キャロウェイは優雅な足取りで、応接室のドアに歩み寄ると、ドアを一杯に開け振り返った。その仕草は、さあ、次の
段階に進もうか、と言ったところだろう。それを見た三人は、申し合わせたように立ち上がり、お互い顔を見合わせ、
ぎこちなく微笑んだ。
「さて、決まったからには仲良くしましょう。よろしくね。私の事はラナと呼んで頂戴。」
二人は差し出された手を握りながら、それぞれ名乗った。するとラナはにっこりして提案した。

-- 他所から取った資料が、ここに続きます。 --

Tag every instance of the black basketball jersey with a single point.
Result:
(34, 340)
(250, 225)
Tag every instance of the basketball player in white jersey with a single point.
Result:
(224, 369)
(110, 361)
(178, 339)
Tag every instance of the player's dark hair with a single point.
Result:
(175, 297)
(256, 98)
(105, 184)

「悪いけど、あなた達流の呼び方は遠慮させてもらうわ。あなたはダナよね。ダナと呼んでも?」
「構わないわ。」
「良かった。ええっと、あなたはジョンと呼んでいいかしら。」
「勿論。」
すると、ラナは決まり悪そうに、視線を泳がせてから上目にドゲットを見た。
「それと、あのう、・・・・さっきはごめんなさい。私ったらてっきりあなたのこと・・。」
その言葉を聞いた途端、ドゲットは瞳をぐるりと回し、忌々しそうに息を吐いてさっさと部屋を出て行ってしまった。ラナ
は、あ、と言って追いすがろうとして止め、済まなそうな顔をしてスカリーを振り返った。
「怒ってるわ。彼。」
「ああ。単に荷物を取りに行っただけよ。気にしないで。」
「でも・・」
「あなたが間違えるのも、無理ないわ。彼も誤解だと分かっているの。今はちょっと整理が付かないんだと思うけど、
明日になればもう少しましな態度になってるはずよ。」
スカリーは大丈夫よ、と言い残してドゲットの後を追った。キャロウェイはスカリーに続こうとして振り返り、二人にウィ
ンクするとにんまり笑い、声を出さずに仕事しろよと口を動かし出て行った。後に残った二人は言葉も無く立ち尽くして
いたが、ぼそりとリオが呟いた。
「裏切り者。」
「何よ。」
「あんなに愛想良くしねえでもいいだろ。」
「しょうがないでしょ。間違えちゃったんだから。」
「それにしたって。」
「リオ。ベンが決めたのよ。従うしか無いわ。」
「そりゃそうだけどよ。だけど、何だって急に?この間までは断ってたじゃねえか。もしかしたら、あいつが来たから
か?」
「まさか。FBIが誰を寄こすかなんて、前もって分かるわけ無いじゃない。単なる偶然だわ。」
「そうかあ?あんなに俺にそっくりなんだぜ。うう。薄気味悪いぜ、全く。」
「向こうもそう思ってるわよ。」
「やっぱり、シャーレだな。」
「その話は止めて。馬鹿だと思われるわよ。」
「そうなのか?」
「そうよ。もしクローンの事を言うつもりなら、もう少し勉強してからにするのね。」
リオは肩を竦めると窓際へ移り、振り返って目を細めラナを見詰めた。
「話を戻すぜ。なあ、ラナ、ベンには何か考えでもあるのか?」
「・・・・クラークが殺されたわ。」
「何時?」
「二日前。新聞ぐらい読みなさいよ。元FBIカリフォルニア支局長、白昼交差点で刺殺される。凶器はアーミーナイフ。
目撃者なし。犯人は逃走中。」
「警察に捕まるような奴じゃない。」
「そうね。しかも、近づいている。」
「そういう事か。」
「ええ。」
「じゃ、お前が反対しなかったのは、ベンがパーティーの予定を変えないつもりだと分かったからなのか?」
「そうよ。パーティーを中止しないなら、加勢が多いほうがいいと思ったのよ。でも、それだけじゃ無いわ。」
ラナはリオの横に立つと、茜色の空を仰いだ。リオはその横顔を眩しそうに見詰め先を促せば、感慨深げな返事が返
ってきた。
「リオ。私、ベンがあんな風に笑うのを、久しぶりに見たわ。いいえ。少なくとも、出会ってからの3年間。ベンが私達
の前で、あんなに笑ったことあったかしら。確かにFBIをここに入れるのは、正直凄く嫌だわ。でも、ベンの様子を見た
でしょう?私には、ベンがこの状況を楽しんでいるようにしか見えなかったわ。それなら・・」
「分かった。」
ラナの言葉を遮り、リオはガラス戸を開け放ち、裏庭へと出た。リオ、と呼びかけるラナの方を振り返りもせずリオは
答えた。
「2対1じゃ分が悪いぜ。こうなったら、せいぜい上手くやるから安心しな。野郎はともかく、ダナとかいうねえちゃん
は、すこぶるつきのいい女だったじゃねえか。」
「暫くはそういう下品な物言いは止めるのね。それにダナに手を出したら、後が大変よ。」
あいよ、と片手を挙げて返答したリオは、木陰に止めてあったバイクに跨り、夕闇へと姿を消し、その姿を見送りラナ
は小さく溜息をついた。リオが二人。一人でも手に余るのに、もう一人現れるなんて。願わくば、もう一人がせめてま
しな性格でありますように。全てが無事に終わる事を、ラナは祈らずにはいられなかった。